Counterfeit Educational Credentials

Diploma Mills Cost Companies Millions


In 1997, Marion Kolitwenze's 8-year-old daughter, Rose, was diagnosed with type I juvenile diabetes. Marion was told that Rose would need insulin injections the rest of her life. In September 1999, Simon Becker, the doctor treating Rose at the time, believed that a virus was affecting her blood sugars and not diabetes. He referred them to Laurence Perry, a practitioner of naturopathic medicine. Marion took Rose to the office and home of Perry, and was impressed by the seemingly prestigious degrees hanging on his walls. The doctor's office had examination rooms, medical instruments, and other official accoutrements.
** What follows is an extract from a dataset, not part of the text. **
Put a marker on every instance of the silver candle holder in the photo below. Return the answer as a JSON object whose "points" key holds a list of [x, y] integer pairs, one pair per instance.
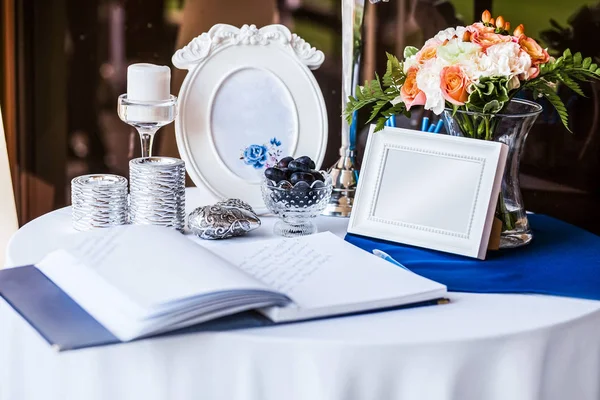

Perry wore a white coat and even told Marion that he was a consultant on viruses for the government. Within a few weeks, he concluded that a virus had indeed raised Rose's blood sugar level and began a treatment that he said would attempt to "teach" Rose's immune system to stop the virus from affecting the blood sugars. Marion continued to receive instructions over the phone on how to treat Rose. On Oct. 19, just 10 days after the last visit, Perry told Marion to stop the insulin treatments. Two days later, Rose died from diabetic ketoacidosis, caused by lack of insulin.1

Laurence Perry was convicted of involuntary manslaughter and practicing medicine without a license. The diploma on his office wall indicated that he had a "doctor of medicine" degree from the British West Indies Medical College, but no such school exists.2 His prestigious credentials were from a fraudulent degree mill. Most frauds dupe us out of our hard-earned cash; this one took a life.